I have a bit of a rambling story to share with the Interaction Culture crew today!
As some of you know, I’m immersing myself in postmodern and poststructuralist theory. While google searching for some images describing postmodernism I came across the following comic.
Note: I know the comic is too big to fit in the page, so click on it for full viewing pleasure.
The dinosaurs sparked something in my brain from a story I read a few months back about the best online comics. Another google search revealed the Qwantz strip at http://qwantz.com/.
Qwantz is a comic that uses the exact same dinosaur graphics in the same order for every comic in the series. The dialogue changes with the release of each new comic. To me, these seem like pretty obvious examples of syntagm and paradigm.
I started to think, again, about the first dinosaur comic about postmodernism. You’ll notice that the Copyright section at the bottom of the comic is scribbled out because the author of Qwantz did not make the comic about postmodernism. Someone stole the Qwantz formula and “made a funny” out of it. [Extra Credit for Teenage Mutant Ninja Turtles live action movie reference]
Now for the real leap. Someone appropriating the Qwantz formula reminded me of comicboarding from CHI 07. Comicboarding is a participatory design method for use with children in which a comic about some design situation is prepared with missing panels. The children are then asked to fill in the panels to complete the story.

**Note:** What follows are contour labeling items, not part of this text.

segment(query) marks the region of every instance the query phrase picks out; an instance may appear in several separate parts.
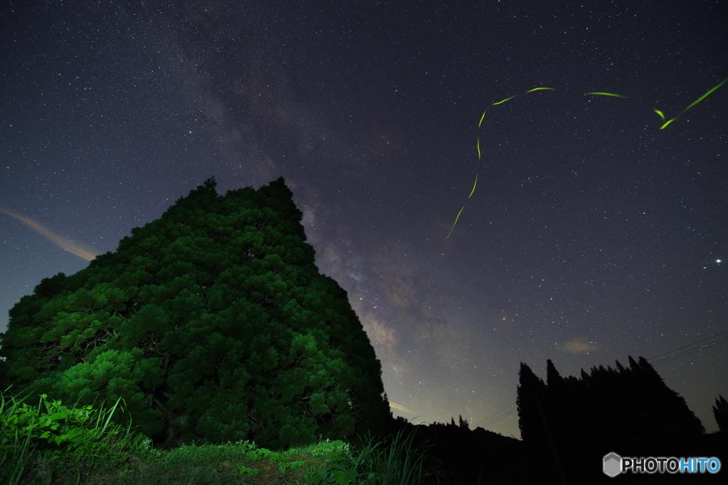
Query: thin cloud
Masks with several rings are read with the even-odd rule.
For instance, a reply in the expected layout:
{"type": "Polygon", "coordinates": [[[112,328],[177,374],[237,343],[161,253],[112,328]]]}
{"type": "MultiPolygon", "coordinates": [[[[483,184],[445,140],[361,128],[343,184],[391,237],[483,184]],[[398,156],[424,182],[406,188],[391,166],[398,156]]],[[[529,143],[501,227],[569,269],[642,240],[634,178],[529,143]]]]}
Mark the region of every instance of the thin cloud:
{"type": "Polygon", "coordinates": [[[86,260],[87,261],[90,261],[93,258],[96,257],[96,254],[91,248],[87,246],[84,246],[81,243],[77,243],[75,241],[71,241],[68,238],[64,238],[63,236],[59,236],[40,223],[36,223],[32,219],[24,217],[20,214],[16,214],[15,212],[9,211],[7,209],[0,208],[0,212],[7,214],[11,217],[15,217],[21,223],[27,224],[36,233],[50,241],[61,249],[68,251],[74,256],[78,256],[81,259],[86,260]]]}
{"type": "Polygon", "coordinates": [[[583,353],[584,352],[596,350],[598,347],[592,342],[586,342],[581,339],[576,339],[574,340],[571,340],[571,342],[566,342],[561,345],[557,345],[556,348],[560,350],[571,352],[571,353],[583,353]]]}

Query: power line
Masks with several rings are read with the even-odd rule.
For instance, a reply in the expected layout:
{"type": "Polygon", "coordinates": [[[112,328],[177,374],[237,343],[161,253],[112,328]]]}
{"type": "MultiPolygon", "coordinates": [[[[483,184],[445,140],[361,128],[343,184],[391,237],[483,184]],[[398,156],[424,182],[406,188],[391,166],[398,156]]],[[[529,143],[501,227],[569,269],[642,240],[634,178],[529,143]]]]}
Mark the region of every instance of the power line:
{"type": "Polygon", "coordinates": [[[662,357],[662,356],[666,356],[668,353],[672,353],[673,352],[677,352],[678,350],[682,350],[684,348],[687,348],[688,347],[692,347],[696,343],[700,343],[701,342],[705,342],[705,340],[710,340],[711,339],[715,338],[715,337],[718,337],[719,335],[721,335],[721,334],[724,334],[726,332],[728,332],[728,330],[724,330],[723,332],[719,332],[717,334],[716,334],[715,335],[713,335],[711,337],[705,337],[704,339],[701,339],[700,340],[696,340],[695,342],[693,342],[692,343],[689,343],[687,345],[683,345],[682,347],[678,347],[677,348],[673,348],[673,350],[670,350],[668,352],[665,352],[665,353],[661,353],[661,354],[660,354],[658,356],[654,356],[654,357],[650,357],[647,360],[648,361],[652,361],[652,360],[654,360],[654,359],[657,358],[657,357],[662,357]]]}
{"type": "Polygon", "coordinates": [[[700,339],[700,340],[696,340],[692,343],[689,343],[687,345],[683,345],[682,347],[678,347],[677,348],[673,349],[668,352],[665,352],[664,353],[660,353],[659,355],[654,356],[654,357],[650,357],[647,359],[648,361],[653,361],[653,365],[659,365],[660,364],[665,364],[665,362],[669,362],[673,361],[676,358],[679,358],[680,357],[685,357],[686,356],[689,356],[691,353],[695,353],[696,352],[700,352],[700,350],[708,348],[709,347],[713,347],[719,343],[724,343],[728,342],[728,335],[724,335],[720,337],[716,340],[716,337],[719,335],[723,335],[723,334],[728,333],[728,330],[724,330],[723,332],[719,332],[717,334],[711,335],[711,337],[707,337],[704,339],[700,339]],[[701,343],[705,342],[706,340],[713,340],[708,343],[701,343]],[[698,347],[695,347],[696,345],[699,345],[698,347]],[[681,352],[678,352],[678,350],[682,350],[681,352]],[[677,352],[677,353],[676,353],[677,352]],[[662,357],[662,358],[660,358],[662,357]],[[658,359],[658,360],[656,360],[658,359]]]}
{"type": "MultiPolygon", "coordinates": [[[[649,358],[647,359],[647,361],[654,361],[654,360],[655,360],[657,358],[659,358],[660,357],[662,357],[663,356],[668,356],[668,354],[673,354],[673,355],[670,355],[668,357],[665,357],[665,358],[663,358],[662,359],[660,359],[657,362],[654,362],[652,364],[652,365],[657,366],[657,365],[660,365],[660,364],[665,364],[666,362],[669,362],[670,361],[673,361],[676,358],[679,358],[681,357],[685,357],[686,356],[689,356],[692,353],[695,353],[696,352],[700,352],[700,350],[702,350],[703,349],[713,347],[714,345],[717,345],[718,344],[725,343],[726,342],[728,342],[728,335],[726,335],[724,337],[720,337],[719,339],[718,339],[716,340],[713,340],[713,342],[709,342],[708,343],[703,344],[703,345],[701,345],[700,346],[699,346],[697,348],[689,348],[693,347],[693,345],[695,345],[696,344],[700,343],[701,342],[705,342],[705,340],[711,340],[712,339],[716,338],[719,335],[722,335],[723,334],[725,334],[725,333],[728,333],[728,330],[724,330],[723,332],[719,332],[717,334],[711,335],[711,337],[705,337],[704,339],[700,339],[700,340],[696,340],[695,342],[693,342],[692,343],[689,343],[689,344],[688,344],[687,345],[683,345],[682,347],[678,347],[677,348],[674,348],[672,350],[669,350],[669,351],[665,352],[664,353],[660,353],[659,355],[654,356],[654,357],[650,357],[649,358]],[[683,349],[686,349],[686,350],[683,350],[683,349]],[[677,352],[678,350],[683,350],[683,351],[676,354],[675,353],[677,352]]],[[[505,413],[505,414],[503,414],[502,416],[500,416],[500,417],[499,417],[498,415],[500,414],[502,412],[503,412],[504,411],[505,411],[506,409],[507,409],[508,408],[510,408],[510,406],[513,406],[515,404],[516,404],[515,401],[512,402],[510,404],[508,404],[507,406],[506,406],[505,408],[503,408],[502,409],[501,409],[500,411],[499,411],[496,414],[492,414],[491,416],[488,416],[486,419],[484,419],[482,421],[480,421],[480,422],[478,422],[477,425],[475,425],[473,426],[473,428],[475,428],[480,426],[480,425],[482,425],[484,422],[485,422],[485,425],[483,425],[484,426],[489,426],[489,425],[491,425],[492,424],[495,424],[496,422],[498,422],[499,421],[508,417],[509,416],[510,416],[511,414],[513,414],[514,412],[515,412],[516,411],[518,411],[518,409],[516,408],[515,409],[511,409],[510,411],[509,411],[508,412],[505,413]],[[486,422],[486,421],[487,421],[487,422],[486,422]]]]}
{"type": "Polygon", "coordinates": [[[665,358],[663,358],[663,359],[662,359],[660,361],[657,361],[657,362],[655,362],[652,365],[657,366],[657,365],[660,365],[660,364],[665,364],[665,362],[669,362],[670,361],[674,361],[676,358],[679,358],[680,357],[684,357],[686,356],[689,356],[691,353],[695,353],[696,352],[700,352],[700,350],[702,350],[703,349],[708,348],[709,347],[713,347],[713,345],[718,345],[719,343],[724,343],[725,342],[728,342],[728,336],[724,337],[722,338],[720,338],[720,339],[716,340],[715,342],[711,342],[710,343],[703,344],[703,345],[700,345],[700,347],[698,347],[697,348],[692,348],[692,349],[689,349],[689,350],[683,350],[680,353],[676,354],[674,356],[671,356],[670,357],[665,357],[665,358]]]}
{"type": "MultiPolygon", "coordinates": [[[[497,416],[498,414],[501,414],[502,412],[503,412],[504,411],[505,411],[506,409],[507,409],[508,408],[510,408],[510,407],[511,406],[513,406],[513,404],[515,404],[515,401],[514,401],[513,402],[512,402],[511,404],[508,404],[507,406],[505,406],[505,408],[503,408],[502,409],[501,409],[500,411],[499,411],[499,412],[496,412],[496,414],[493,414],[493,415],[491,415],[491,416],[488,416],[488,417],[486,417],[486,419],[483,420],[483,421],[480,421],[480,422],[479,422],[479,423],[478,423],[477,425],[474,425],[474,426],[473,426],[473,428],[477,428],[477,427],[478,427],[478,425],[480,425],[481,423],[483,423],[483,422],[485,422],[486,421],[488,421],[488,420],[490,420],[491,418],[493,418],[493,417],[495,417],[496,416],[497,416]]],[[[500,420],[502,420],[502,419],[503,419],[504,417],[506,417],[506,416],[507,416],[508,414],[511,414],[512,412],[513,412],[513,411],[516,411],[516,410],[517,410],[517,409],[512,409],[512,410],[511,410],[511,411],[510,411],[510,412],[508,412],[508,413],[506,413],[506,414],[505,414],[504,416],[502,416],[502,417],[500,417],[499,418],[496,419],[496,420],[495,421],[494,421],[493,422],[497,422],[498,421],[500,421],[500,420]]],[[[492,423],[489,423],[489,424],[492,424],[492,423]]]]}

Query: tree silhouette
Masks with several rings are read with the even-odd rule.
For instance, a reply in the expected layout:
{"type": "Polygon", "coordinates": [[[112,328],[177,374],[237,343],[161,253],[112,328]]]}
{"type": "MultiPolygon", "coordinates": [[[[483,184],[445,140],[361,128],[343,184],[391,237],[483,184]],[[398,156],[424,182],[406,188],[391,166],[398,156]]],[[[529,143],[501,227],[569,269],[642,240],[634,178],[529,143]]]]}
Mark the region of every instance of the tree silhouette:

The researcher can then interpret the desire and intentions of the child through their completion of the story.
If you extend the notion of syntagm to the design process (yes, I know I’m breaking all sorts of rules), does paradigm then become a notion of choice with an area of constraint. In all participatory design, not just comicboarding, the designer is in ultimate control of the process and has designed some sequence of steps. Participatory design gives users a chance to enter that design sytagm and push for a paradigm of their choosing. Maybe.
Food for thought and an excuse to post a funny comic.